Music and makeup energizes the room at The Baton in Uptown to this day. The bar is widely known for its female impersonator shows, but it was ahead of its time.
"I was working at another bar, and then I decided it was time to open a bar," co-owner James Flint recalled.
Flint moved to Chicago from Peoria in 1963. The Baton first opened six years later in the River North neighborhood, when Chicago was a very different place.
"There was payoffs, there was the Outfit and there was the police . And trying to get people to come into an area like River North," he said.
Despite a once-dangerous neighborhood and police raids against gays, the Baton twirled on. But it wasn't an easy start.

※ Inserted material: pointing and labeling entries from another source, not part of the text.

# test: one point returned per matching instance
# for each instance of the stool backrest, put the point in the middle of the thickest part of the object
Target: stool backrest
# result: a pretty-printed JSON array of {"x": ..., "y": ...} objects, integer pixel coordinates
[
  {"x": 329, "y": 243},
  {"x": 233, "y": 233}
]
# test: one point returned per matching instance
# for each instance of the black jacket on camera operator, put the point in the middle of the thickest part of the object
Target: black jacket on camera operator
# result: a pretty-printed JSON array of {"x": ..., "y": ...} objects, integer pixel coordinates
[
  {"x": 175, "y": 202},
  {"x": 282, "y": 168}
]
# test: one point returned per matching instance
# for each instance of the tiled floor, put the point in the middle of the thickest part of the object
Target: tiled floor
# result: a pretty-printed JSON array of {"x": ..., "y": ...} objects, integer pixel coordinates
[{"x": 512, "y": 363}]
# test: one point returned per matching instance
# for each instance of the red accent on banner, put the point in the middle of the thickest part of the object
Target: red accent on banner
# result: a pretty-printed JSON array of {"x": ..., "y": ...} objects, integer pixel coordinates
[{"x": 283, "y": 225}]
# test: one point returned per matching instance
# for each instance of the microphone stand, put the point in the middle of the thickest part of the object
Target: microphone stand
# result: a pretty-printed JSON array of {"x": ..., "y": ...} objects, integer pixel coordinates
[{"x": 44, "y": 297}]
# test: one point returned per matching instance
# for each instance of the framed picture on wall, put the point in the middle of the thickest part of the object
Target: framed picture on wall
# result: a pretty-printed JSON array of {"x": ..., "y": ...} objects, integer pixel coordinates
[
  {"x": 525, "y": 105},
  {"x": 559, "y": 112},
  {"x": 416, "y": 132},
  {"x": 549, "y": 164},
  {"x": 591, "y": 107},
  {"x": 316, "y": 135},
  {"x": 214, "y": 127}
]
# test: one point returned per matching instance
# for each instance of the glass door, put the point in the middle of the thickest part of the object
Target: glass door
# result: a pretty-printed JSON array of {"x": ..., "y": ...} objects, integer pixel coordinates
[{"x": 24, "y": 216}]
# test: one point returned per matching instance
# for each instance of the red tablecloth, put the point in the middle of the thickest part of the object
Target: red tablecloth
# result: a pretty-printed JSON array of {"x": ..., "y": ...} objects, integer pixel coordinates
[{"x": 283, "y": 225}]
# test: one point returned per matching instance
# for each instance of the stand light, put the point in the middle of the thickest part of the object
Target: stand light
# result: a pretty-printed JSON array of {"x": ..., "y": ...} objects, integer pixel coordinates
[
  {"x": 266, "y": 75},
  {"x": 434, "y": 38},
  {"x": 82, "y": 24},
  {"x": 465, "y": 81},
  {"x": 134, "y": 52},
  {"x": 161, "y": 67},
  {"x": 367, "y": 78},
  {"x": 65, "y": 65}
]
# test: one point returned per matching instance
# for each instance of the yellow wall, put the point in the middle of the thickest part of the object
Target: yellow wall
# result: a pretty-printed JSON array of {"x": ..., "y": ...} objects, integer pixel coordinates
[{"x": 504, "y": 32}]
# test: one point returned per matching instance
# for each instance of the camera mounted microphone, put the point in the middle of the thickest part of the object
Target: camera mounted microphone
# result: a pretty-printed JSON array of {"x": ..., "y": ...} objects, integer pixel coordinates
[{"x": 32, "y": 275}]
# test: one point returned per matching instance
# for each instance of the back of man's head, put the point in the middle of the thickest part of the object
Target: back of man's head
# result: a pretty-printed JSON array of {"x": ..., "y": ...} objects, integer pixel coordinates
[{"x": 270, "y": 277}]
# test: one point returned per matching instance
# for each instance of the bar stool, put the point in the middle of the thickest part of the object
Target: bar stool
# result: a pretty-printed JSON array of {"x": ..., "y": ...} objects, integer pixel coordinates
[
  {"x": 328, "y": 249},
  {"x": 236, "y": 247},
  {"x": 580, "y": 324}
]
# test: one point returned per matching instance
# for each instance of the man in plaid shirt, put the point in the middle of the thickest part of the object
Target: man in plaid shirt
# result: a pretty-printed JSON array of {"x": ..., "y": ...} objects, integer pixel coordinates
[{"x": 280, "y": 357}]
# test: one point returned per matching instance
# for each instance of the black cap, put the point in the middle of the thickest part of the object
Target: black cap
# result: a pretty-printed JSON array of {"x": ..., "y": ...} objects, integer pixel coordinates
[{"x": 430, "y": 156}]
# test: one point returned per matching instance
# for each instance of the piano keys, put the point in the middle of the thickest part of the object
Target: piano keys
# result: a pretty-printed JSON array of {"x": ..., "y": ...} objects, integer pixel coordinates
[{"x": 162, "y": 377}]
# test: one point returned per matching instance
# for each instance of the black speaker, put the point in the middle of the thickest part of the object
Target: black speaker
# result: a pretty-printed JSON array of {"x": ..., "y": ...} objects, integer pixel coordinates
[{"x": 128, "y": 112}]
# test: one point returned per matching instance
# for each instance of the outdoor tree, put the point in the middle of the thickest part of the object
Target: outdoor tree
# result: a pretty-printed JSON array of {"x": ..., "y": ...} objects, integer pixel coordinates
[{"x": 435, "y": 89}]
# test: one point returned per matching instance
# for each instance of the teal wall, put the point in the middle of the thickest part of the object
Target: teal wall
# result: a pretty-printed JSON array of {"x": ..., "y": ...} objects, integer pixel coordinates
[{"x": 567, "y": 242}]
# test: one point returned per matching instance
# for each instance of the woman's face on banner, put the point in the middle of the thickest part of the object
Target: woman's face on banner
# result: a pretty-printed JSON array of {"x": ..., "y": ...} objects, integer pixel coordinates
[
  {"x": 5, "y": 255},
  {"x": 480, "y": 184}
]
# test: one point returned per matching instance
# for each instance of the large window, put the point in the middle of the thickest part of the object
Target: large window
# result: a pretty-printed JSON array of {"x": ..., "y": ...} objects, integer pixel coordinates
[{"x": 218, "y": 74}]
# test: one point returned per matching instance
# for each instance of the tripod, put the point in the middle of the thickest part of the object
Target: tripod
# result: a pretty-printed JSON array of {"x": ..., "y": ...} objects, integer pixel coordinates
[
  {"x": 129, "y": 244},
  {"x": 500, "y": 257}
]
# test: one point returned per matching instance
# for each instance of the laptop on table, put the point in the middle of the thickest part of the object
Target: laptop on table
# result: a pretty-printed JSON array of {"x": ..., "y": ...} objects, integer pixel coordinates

"It was just a bar and nobody would come. We sit there with three or four or five people, so I thought we got to do something," Flint said. "So I got for my friends, and we dressed up. We didn't know a damn thing we were doing."
He even went to the street to flag down business, twirling his baton. Then they got a big break: the late Phil Donahue visited.
"It just started bringing people everywhere, brides, bachelor parties, political people, people started coming down and meeting everybody. Sports figures came in, movie stars came in. Madonna was there. Janet Jackson was my favorite," said Flint.
The Baton became a mainstay for bachelorette parties and tourists. It moved to the Uptown neighborhood in 2019. It's now known as one of the oldest Chicago-area gay bars, which is still operating, along with the Jeffery Pub in the South Shore neighborhood, which opened in 1960.
"It's been there so long, and it really does serve as a community center for the South Side bars," said author Rick Karlin about the Jeffery Pub.
Karlin, a former Chicagoan, co-wrote the book "Last Call Chicago," which dives into the history of LGBTQ+ bars in the Windy City.
"That was the only place that we were allowed to congregate. and they were very important, and they go back to. prohibition and beyond," he said.
Flint hopes that the high hair and heels continue to strut on stage at The Baton.
"I've had a lifetime and a wonderful lifetime just to the people I've met through the baton, politicians, sports figures. I mean, a poor boy from Peoria couldn't have met all these people if it hadn't been for The Baton," he said.
Flint said he thinks The Baton will be open for years to come, although he wants to focus more on his other business, The Miss Continental, an international pageant for drag queens.